Notice the subst in the first + bullet? In
the case where x and y are not empty and their
heads are equal, it eliminates the proof of equality between the heads
before recursing over the tails and finally deciding whether to produce
a left or a right. This makes the
left/right data part of the final result
dependent on a proof term, which in general does not reduce!
In this particular example of lists, and in all cases involving
ML-like data types, this early elimination of an equality proof is
useless: if we just remove the subst xh, we get a perfectly
good decidable equality that respects the phase distinction and computes
just fine:
Definition good_t_list_eq: forall (x y: list t), {x=y} + {x<>y}.
Proof.
induction x as [ | xh xt]; destruct y as [ | yh yt].
- left; auto.
- right; congruence.
- right; congruence.
- destruct (t_eq xh yh).
+ destruct (IHxt yt).
* left; congruence.
* right; congruence.
+ right; congruence.
Defined.
Compute (if (good_list_eq (two::nil) (two::nil)) then 1 else 2).
(* = 1 : Z *)
The only case where the current behavior of
decide equality would be warranted is for dependently-typed
data types like the following:
Inductive bitvect : Type := Bitvect (n: nat) (v: Vector.t bool n).

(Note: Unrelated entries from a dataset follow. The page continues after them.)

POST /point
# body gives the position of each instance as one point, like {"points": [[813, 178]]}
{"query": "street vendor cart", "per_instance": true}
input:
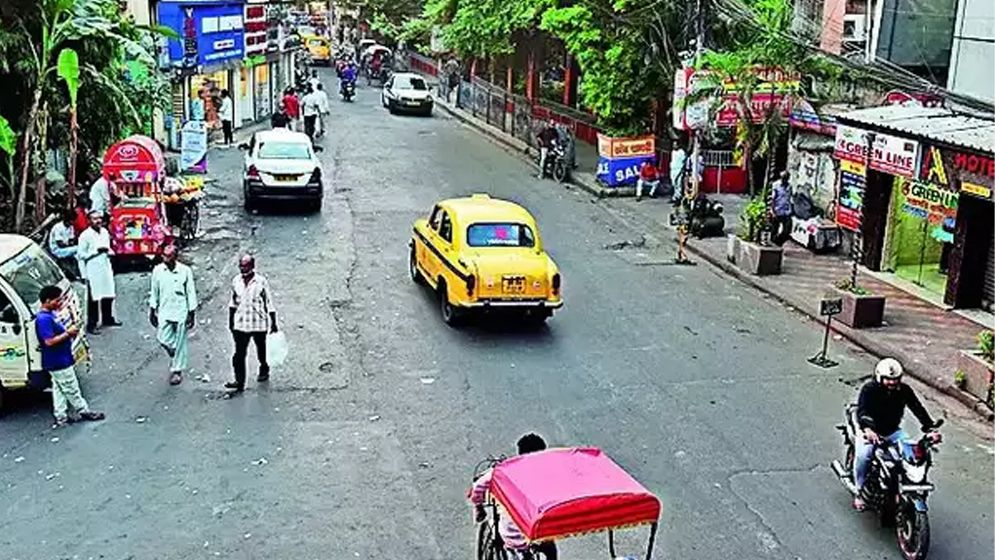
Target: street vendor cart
{"points": [[135, 169], [559, 493]]}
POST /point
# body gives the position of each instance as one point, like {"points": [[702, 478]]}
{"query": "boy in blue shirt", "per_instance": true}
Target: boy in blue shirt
{"points": [[57, 359]]}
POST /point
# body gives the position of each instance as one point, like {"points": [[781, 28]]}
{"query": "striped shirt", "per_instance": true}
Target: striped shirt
{"points": [[252, 303], [510, 533]]}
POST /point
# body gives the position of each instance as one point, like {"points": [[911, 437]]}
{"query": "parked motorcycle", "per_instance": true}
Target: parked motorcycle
{"points": [[897, 485], [557, 166], [705, 218]]}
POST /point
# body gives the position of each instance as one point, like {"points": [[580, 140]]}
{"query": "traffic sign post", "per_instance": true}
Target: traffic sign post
{"points": [[827, 308]]}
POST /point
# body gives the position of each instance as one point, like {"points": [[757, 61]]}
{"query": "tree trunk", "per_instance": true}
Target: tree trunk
{"points": [[25, 152], [73, 149]]}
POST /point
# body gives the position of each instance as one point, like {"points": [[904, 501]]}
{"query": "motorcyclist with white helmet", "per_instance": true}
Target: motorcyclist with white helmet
{"points": [[880, 408]]}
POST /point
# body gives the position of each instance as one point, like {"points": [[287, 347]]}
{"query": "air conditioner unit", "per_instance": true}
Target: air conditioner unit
{"points": [[854, 27]]}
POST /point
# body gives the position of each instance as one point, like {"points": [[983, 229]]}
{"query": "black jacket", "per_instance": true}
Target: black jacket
{"points": [[881, 409]]}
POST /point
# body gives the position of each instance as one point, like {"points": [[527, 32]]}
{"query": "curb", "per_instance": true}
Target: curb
{"points": [[584, 180], [588, 183], [864, 342]]}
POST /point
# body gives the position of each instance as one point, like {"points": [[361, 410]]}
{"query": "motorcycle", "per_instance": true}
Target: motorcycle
{"points": [[897, 485], [556, 163], [348, 90]]}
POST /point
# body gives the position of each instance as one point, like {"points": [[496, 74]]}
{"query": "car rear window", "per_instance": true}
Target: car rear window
{"points": [[284, 150], [500, 235], [412, 83]]}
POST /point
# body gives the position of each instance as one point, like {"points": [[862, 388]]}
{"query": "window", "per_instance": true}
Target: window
{"points": [[29, 272], [435, 218], [500, 235], [446, 228], [412, 82], [283, 150]]}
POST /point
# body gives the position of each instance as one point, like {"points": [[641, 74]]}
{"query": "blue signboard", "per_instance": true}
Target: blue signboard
{"points": [[210, 31], [615, 172]]}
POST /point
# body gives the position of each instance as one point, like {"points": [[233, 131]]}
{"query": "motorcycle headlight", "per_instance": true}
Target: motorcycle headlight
{"points": [[915, 474]]}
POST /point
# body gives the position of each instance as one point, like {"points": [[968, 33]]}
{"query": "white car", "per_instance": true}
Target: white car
{"points": [[407, 92], [281, 165]]}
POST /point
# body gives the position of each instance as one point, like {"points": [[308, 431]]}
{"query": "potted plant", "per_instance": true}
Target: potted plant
{"points": [[861, 308], [753, 252], [976, 367]]}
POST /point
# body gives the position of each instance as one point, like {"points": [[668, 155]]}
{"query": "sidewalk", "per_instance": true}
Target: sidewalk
{"points": [[925, 338]]}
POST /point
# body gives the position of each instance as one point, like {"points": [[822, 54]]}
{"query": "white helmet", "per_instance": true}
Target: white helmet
{"points": [[888, 368]]}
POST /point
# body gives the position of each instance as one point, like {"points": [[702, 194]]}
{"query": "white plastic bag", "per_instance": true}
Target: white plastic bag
{"points": [[276, 349]]}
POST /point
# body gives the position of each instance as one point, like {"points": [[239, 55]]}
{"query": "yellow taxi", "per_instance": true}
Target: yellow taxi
{"points": [[479, 253], [320, 49]]}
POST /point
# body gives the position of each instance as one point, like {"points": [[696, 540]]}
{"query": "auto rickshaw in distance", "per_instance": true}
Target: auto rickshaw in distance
{"points": [[560, 493]]}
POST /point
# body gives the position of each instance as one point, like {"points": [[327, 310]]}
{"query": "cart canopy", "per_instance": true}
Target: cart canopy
{"points": [[561, 492], [136, 159]]}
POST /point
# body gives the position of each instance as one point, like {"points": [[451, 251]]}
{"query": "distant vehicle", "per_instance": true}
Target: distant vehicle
{"points": [[281, 165], [406, 92], [483, 254], [320, 50]]}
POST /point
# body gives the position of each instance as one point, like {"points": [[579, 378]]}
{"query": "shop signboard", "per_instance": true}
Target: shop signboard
{"points": [[890, 154], [850, 206], [209, 31], [960, 171], [193, 147], [619, 159]]}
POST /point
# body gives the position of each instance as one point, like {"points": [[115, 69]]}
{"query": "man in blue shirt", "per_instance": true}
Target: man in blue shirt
{"points": [[57, 359], [780, 202]]}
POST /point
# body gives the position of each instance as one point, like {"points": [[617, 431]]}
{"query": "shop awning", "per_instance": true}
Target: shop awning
{"points": [[938, 124]]}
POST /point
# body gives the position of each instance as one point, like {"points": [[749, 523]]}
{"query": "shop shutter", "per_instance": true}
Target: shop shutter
{"points": [[989, 293]]}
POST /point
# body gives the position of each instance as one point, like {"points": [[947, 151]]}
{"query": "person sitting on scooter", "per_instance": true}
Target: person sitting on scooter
{"points": [[880, 408], [510, 533], [546, 139], [648, 175]]}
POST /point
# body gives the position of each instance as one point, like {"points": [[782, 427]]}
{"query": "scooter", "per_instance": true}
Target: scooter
{"points": [[897, 485]]}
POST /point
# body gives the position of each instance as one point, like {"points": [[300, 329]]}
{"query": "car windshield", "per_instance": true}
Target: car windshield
{"points": [[500, 235], [413, 82], [284, 150], [30, 271]]}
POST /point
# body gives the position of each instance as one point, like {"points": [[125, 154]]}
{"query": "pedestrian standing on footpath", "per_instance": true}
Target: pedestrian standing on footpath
{"points": [[94, 254], [172, 302], [292, 106], [57, 359], [780, 204], [251, 314], [226, 114]]}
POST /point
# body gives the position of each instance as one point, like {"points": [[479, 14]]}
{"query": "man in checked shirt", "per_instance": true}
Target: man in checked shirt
{"points": [[251, 314]]}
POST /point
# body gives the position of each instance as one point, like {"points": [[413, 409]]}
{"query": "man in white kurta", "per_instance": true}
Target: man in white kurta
{"points": [[94, 254], [172, 302]]}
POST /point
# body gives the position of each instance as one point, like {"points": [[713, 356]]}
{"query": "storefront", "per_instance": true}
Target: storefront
{"points": [[916, 183], [206, 59]]}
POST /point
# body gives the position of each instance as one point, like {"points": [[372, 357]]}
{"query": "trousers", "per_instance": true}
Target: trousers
{"points": [[172, 336], [66, 392], [242, 339]]}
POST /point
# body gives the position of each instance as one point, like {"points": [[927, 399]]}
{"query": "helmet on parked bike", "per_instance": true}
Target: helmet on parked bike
{"points": [[888, 368]]}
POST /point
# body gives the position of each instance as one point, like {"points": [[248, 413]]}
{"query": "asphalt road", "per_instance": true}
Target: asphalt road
{"points": [[363, 444]]}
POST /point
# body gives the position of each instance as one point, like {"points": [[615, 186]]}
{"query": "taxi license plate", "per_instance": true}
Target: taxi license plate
{"points": [[513, 284]]}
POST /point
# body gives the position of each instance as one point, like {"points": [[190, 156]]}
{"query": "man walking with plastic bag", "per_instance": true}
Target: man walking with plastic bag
{"points": [[251, 314], [172, 302]]}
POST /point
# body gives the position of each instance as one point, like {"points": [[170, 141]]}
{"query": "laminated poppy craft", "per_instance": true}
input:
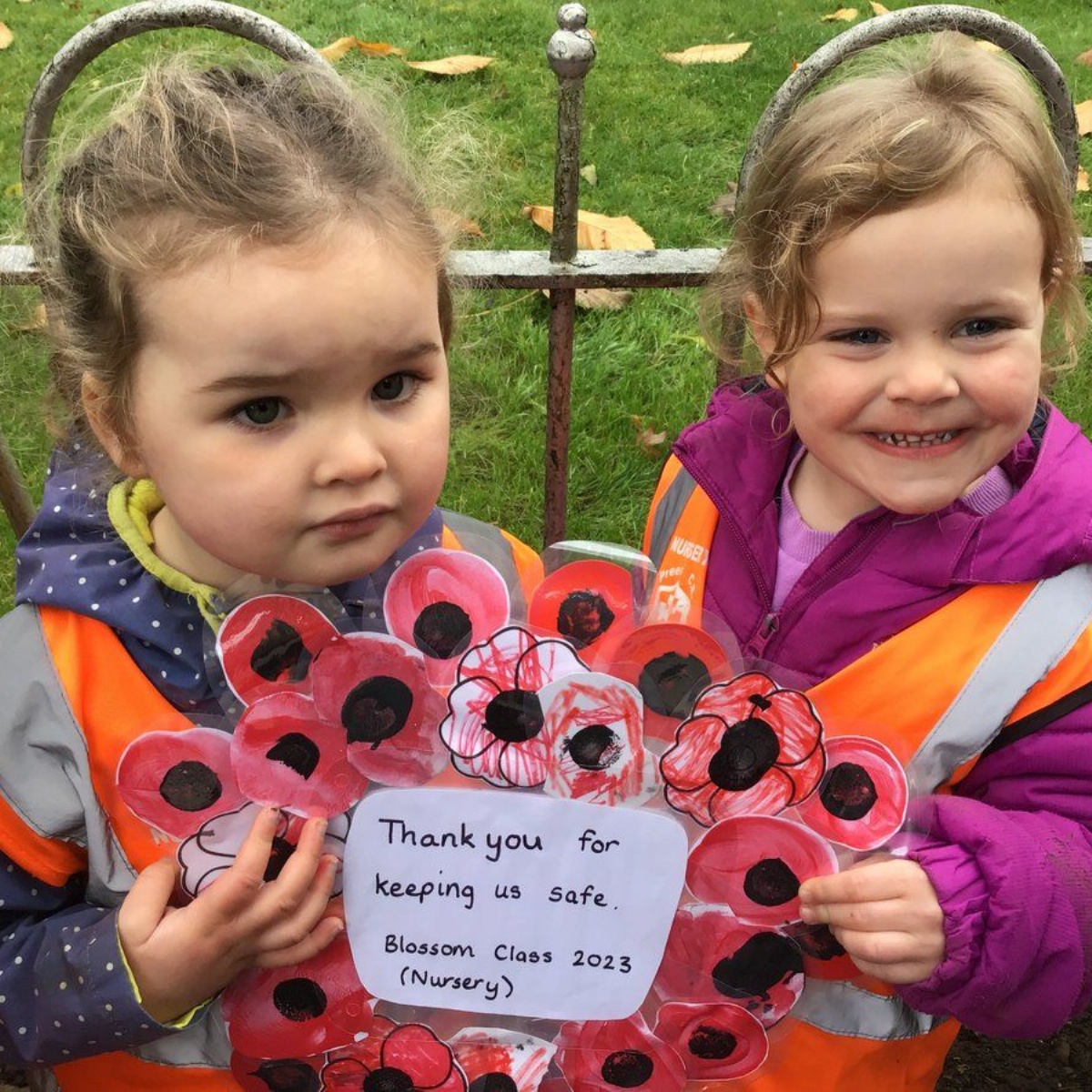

When comparing two values of bitvect type, after
checking that their n components are equal, we must
substitute one n by the other so that the two
v components have the same type and can be compared in
turn. However, decide equality just does not work on the
bitvect type above, producing an ill-typed term… So much
for my sympathetic explanation of the odd behavior of
decide equality!
Epilogue
After reimplementing decide equality in 20 lines of Ltac
that generate phase-distinction-correct functions (thank you very much),
and performing a zillion other changes in CompCert’s Coq sources, I was
finally able to execute whole CompCert passes from within Coq. If you
are wondering about performance, Coq’s VM runs CompCert at 2/3 of the
speed of CompCert extracted to OCaml then compiled to bytecode, and 15%
of the speed of the “real” CompCert, extracted to OCaml then compiled to
native code. Happy end for a terrible hack!